Freeza não conseguiu reagir a tempo. Desapareceu numa explosão de luz, que engoliu não apenas o seu corpo mecanizado mas também um urro de puro terror. Quando a claridade se dissipou não restava nada desse terrível inimigo, que tanto assombrara os meus pesadelos em Namek e, naquela tarde, naqueles breves momentos, na Terra. O ataque de Goku fora certeiro e rápido. De Freeza não restava mais do que a lembrança e uns fiapos de fumo negro. O odor a metal queimado e a sangue causou-me repulsa.
Ao ver a forma súbita como o filho acabara, Cold saltou para fugir e para tentar um ângulo mais favorável para investir. A velocidade de Goku, porém, era superior à sua e quando Cold ainda subia no ar, já ele o apanhava de costas. Pontapeou-o com toda a força, fazendo-o perder o equilíbrio. Antes de atingir o solo com o corpo enorme a girar desamparado, Goku lançou outro raio amarelo e o grande senhor do Universo chamado Cold deixou de existir.
Agora, tinha Son-kun de frente e espantei-me com os seus olhos. Freeza tinha razão. Era um olhar inesquecivelmente frio e verde. Encolhi-me atrás da rocha, escondendo-me cheia de medo, esperando que Son-kun não tivesse perdido a razão e que soubesse que nós estávamos ali, eu, Vegeta e também todos os outros companheiros, pois esperava que estivessem ainda todos vivos, e que não éramos seus inimigos e que o acolhíamos com muito alívio e gratidão.
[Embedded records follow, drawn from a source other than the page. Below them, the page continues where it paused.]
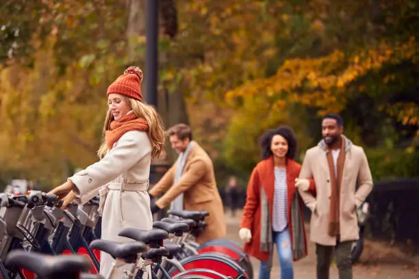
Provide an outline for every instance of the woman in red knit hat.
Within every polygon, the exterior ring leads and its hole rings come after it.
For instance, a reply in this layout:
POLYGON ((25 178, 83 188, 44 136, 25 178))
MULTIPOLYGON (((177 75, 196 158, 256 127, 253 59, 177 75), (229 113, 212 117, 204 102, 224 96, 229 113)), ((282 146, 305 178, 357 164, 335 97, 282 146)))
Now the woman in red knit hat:
POLYGON ((292 261, 307 255, 303 200, 297 187, 315 191, 314 181, 299 181, 301 165, 294 161, 297 140, 286 126, 268 130, 260 138, 262 161, 247 187, 239 230, 244 250, 261 261, 259 279, 268 279, 274 244, 281 278, 292 279, 292 261))
MULTIPOLYGON (((141 70, 131 66, 109 86, 100 161, 50 192, 63 199, 63 207, 75 199, 84 204, 99 193, 103 239, 127 241, 118 237, 122 229, 151 230, 153 226, 147 191, 151 159, 162 150, 164 131, 155 109, 142 102, 142 81, 141 70)), ((112 263, 102 252, 101 274, 107 276, 112 263)), ((119 267, 115 278, 123 277, 126 268, 119 267)))

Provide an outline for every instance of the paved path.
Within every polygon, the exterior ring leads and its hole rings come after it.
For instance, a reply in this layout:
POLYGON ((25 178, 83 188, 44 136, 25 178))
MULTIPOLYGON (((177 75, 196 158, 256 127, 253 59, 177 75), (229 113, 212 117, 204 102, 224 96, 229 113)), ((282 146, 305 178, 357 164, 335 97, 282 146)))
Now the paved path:
MULTIPOLYGON (((231 240, 242 243, 238 237, 240 217, 241 212, 238 212, 236 217, 226 215, 227 225, 227 237, 231 240)), ((252 258, 254 269, 254 278, 257 278, 259 261, 252 258)), ((304 259, 294 264, 295 279, 316 279, 316 255, 315 246, 312 243, 309 244, 309 255, 304 259)), ((274 266, 271 278, 280 278, 281 271, 278 258, 275 253, 274 266)), ((331 268, 330 279, 338 279, 338 270, 335 266, 331 268)), ((353 267, 354 279, 414 279, 419 278, 419 268, 412 264, 402 261, 392 253, 388 248, 382 245, 367 242, 360 263, 353 267)))

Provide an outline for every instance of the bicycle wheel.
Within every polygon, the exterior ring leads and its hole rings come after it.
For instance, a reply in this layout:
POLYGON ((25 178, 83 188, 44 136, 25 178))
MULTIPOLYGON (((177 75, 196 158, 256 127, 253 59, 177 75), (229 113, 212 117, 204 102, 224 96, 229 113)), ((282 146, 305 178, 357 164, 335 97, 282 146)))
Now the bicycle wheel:
POLYGON ((242 267, 249 279, 253 278, 253 267, 250 261, 249 255, 236 245, 228 241, 210 241, 203 243, 198 249, 198 253, 205 254, 208 252, 216 252, 229 256, 236 261, 242 267))
POLYGON ((183 276, 205 276, 205 277, 209 277, 213 279, 229 279, 228 276, 223 275, 217 271, 214 271, 214 270, 211 270, 211 269, 201 269, 201 268, 187 270, 184 272, 181 272, 177 274, 176 276, 173 277, 173 279, 179 278, 183 278, 183 276))
MULTIPOLYGON (((231 278, 249 278, 244 269, 233 259, 215 253, 195 255, 182 260, 180 263, 186 271, 196 269, 211 269, 231 278)), ((179 273, 179 271, 175 267, 168 271, 172 277, 179 273)))

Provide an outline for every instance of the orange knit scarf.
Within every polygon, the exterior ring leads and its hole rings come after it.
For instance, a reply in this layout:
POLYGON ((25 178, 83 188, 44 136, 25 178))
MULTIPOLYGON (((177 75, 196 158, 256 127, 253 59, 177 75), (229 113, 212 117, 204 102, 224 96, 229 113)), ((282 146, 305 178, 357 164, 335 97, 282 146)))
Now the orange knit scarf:
POLYGON ((122 117, 119 120, 114 120, 110 124, 110 129, 105 132, 106 146, 112 149, 114 144, 129 131, 148 131, 149 124, 145 119, 138 118, 134 113, 122 117))

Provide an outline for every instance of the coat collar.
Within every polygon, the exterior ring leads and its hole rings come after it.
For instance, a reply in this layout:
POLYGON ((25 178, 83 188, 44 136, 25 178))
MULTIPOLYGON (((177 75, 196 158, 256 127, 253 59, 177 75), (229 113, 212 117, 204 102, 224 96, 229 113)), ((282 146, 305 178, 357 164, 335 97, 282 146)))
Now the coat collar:
MULTIPOLYGON (((275 183, 273 157, 270 156, 269 158, 260 161, 257 168, 262 187, 265 189, 268 198, 273 198, 275 183)), ((287 187, 288 190, 290 191, 294 187, 294 182, 292 178, 299 176, 299 163, 292 159, 288 158, 285 170, 287 172, 287 187)))
MULTIPOLYGON (((352 142, 351 141, 351 140, 349 140, 348 138, 347 138, 346 137, 345 137, 344 135, 341 135, 342 137, 344 139, 344 140, 345 141, 345 152, 348 152, 351 148, 352 147, 352 142)), ((317 144, 317 146, 318 147, 320 148, 321 150, 322 150, 323 151, 325 151, 325 152, 327 152, 327 148, 326 147, 326 142, 325 142, 325 140, 320 140, 318 144, 317 144)))

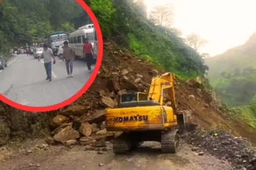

Goku disparou um terceiro raio e a nave de Freeza explodiu com um estrondo que reverberou pelas montanhas num som fantasmagórico. Julgo que esse som transportou o lamento da alma irada de Freeza, enquanto se esgueirava para o Outro Mundo, na direção dos Infernos.
O silêncio que se seguiu foi estranho.
O vento uivou nas montanhas e soprei com força o ar que tinha retido nos pulmões.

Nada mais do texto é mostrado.